Posté le

Rencontre avec… Clémentine Beauvais

Clémentine Beauvais a écrit plusieurs romans dans la collection Exprim’ des éditions Sarbacane. Son dernier titre, Songe à la douceur, propose une forme ambitieuse inspirée d’une tendance anglo-saxonne, le novel in verse. Ecrit après le grand succès éditorial des Petites Reines, il est inspiré d’Eugène Onéguine1Roman en vers d’A. Pouchkine, paru entre 1825 et 1832. Eugène, riche héritier pétersbourgeois, éconduit la discrète Tatiana lorsqu’elle tombe amoureuse de lui, convaincu que son tempérament mélancolique l’empêcherait de rendre la jeune fille heureuse. Quelques années plus tard, il la retrouve et se prend à son tour de passion pour elle ; mais elle est désormais mariée et, bien que toujours amoureuse de lui, ne cédera pas à ses avances. Sur son blog, Clémentine propose de découvrir diverses adaptations de cette œuvre : http://clementinebleue.blogspot.fr/2016/08/oneguineries.html, un classique de la littérature et de l’opéra russe. Cet entretien, en écho avec l’échange avec Tibo Bérard, son éditeur, dévoile les dessous de ce projet littéraire d’envergure.

Morgane Vasta : Après Les Petites Reines, comment est né le projet Songe à la douceur ?

Clémentine Beauvais : La transition n’est pas très logique ! Je voulais un livre vraiment différent, pour qu’il ne soit pas comparé aux Petites Reines. J’avais l’idée d’une adaptation d’Eugène Onéguine depuis des années. Un soir, le premier chapitre m’est venu directement en vers libres. Le projet s’est vraiment débloqué quand je me suis mise à l’écrire, après avoir passé de nombreuses années à y réfléchir et à m’approprier l’histoire. J’étais vraiment obsédée par l’opéra, que j’ai vu des dizaines de fois.

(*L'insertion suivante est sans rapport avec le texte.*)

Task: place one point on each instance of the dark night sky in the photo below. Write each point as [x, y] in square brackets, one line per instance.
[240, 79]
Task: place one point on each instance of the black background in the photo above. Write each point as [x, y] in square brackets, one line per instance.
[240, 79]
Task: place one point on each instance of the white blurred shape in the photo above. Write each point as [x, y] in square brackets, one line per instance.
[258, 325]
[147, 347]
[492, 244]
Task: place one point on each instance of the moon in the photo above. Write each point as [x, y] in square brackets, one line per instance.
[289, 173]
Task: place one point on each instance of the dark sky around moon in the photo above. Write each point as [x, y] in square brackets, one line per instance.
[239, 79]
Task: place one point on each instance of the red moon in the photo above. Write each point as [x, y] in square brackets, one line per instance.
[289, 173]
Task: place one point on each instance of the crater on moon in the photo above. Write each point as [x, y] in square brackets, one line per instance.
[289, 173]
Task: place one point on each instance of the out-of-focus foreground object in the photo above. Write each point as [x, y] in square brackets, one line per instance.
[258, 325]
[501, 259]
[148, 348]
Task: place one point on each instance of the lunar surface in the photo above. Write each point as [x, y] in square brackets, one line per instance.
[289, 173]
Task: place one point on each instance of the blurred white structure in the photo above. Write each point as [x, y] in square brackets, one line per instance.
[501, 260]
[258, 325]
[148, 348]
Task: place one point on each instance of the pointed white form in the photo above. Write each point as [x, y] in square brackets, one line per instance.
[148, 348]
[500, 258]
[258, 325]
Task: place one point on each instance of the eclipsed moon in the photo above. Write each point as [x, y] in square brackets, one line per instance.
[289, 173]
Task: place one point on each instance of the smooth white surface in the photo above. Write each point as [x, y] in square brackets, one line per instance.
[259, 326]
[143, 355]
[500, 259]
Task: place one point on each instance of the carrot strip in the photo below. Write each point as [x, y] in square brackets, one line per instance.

MV : Vous disposiez donc d’une matière première que vous souhaitiez travailler pour la proposer aux adolescents.

CB : En découvrant Eugène Onéguine, j’avais été frappée par le fait que cette histoire d’un homme qui pense avoir tout vu alors qu’il est très jeune pouvait toucher les adolescents : une littérature de passion, de mort, de sentiments, d’aspiration, d’amour… Même si le personnage n’est pas adolescent dans la version originale, puisque l’adolescence est un concept changeant. Tatiana est happée dans ses livres, dans son histoire d’amour ; elle est bordée de rêves, de fantasmes, d’une intensité propre à l’adolescence. L’idée n’était pas du tout de présenter ce livre aux adolescents pour leur faire connaître un grand classique de la littérature russe.

Comme Les souffrances du jeune Werther2Roman épistolaire de Goethe, 1774., il s’agit d’un de ces romans publiés avant la littérature « pour » adolescents, mais qui en étaient déjà ! Bonjour tristesse, Le Blé en herbe, L’Attrape-cœur seraient aujourd’hui publiés chez Exprim’, chez Thierry Magnier ou dans une de nos collections pour adolescents contemporaines – et ce n’est pas une insulte ! Le projet n’était donc pas d’adapter Eugène Onéguine pour l’« enseigner » aux jeunes, mais plutôt de le reprendre parce qu’il s’y prêtait déjà.

MV : Votre roman est ce que l’on appelle un novel in verse ; pouvez-vous nous expliquer ce que c’est ?

CB : Je crois qu’on peut parler d’un genre maintenant, puisqu’il existe depuis quinze ans aux États-Unis et en Angleterre. Eugène Onéguine était déjà lui-même en vers, comme l’Iliade… La tendance a émergé dans les années 1990 et s’est surtout développée depuis 2000. Même s’il en existe de types différents, les histoires portent souvent sur des personnages historiques ou sur des questions politiques assez profondes – par exemple, actuellement beaucoup traitent de l’esclavage aux États-Unis. En Angleterre, Sarah Crossan, que j’apprécie beaucoup, en a publié plusieurs dont le dernier, One, vient de gagner le prix Carnegie – la plus grande distinction de littérature de jeunesse en Angleterre.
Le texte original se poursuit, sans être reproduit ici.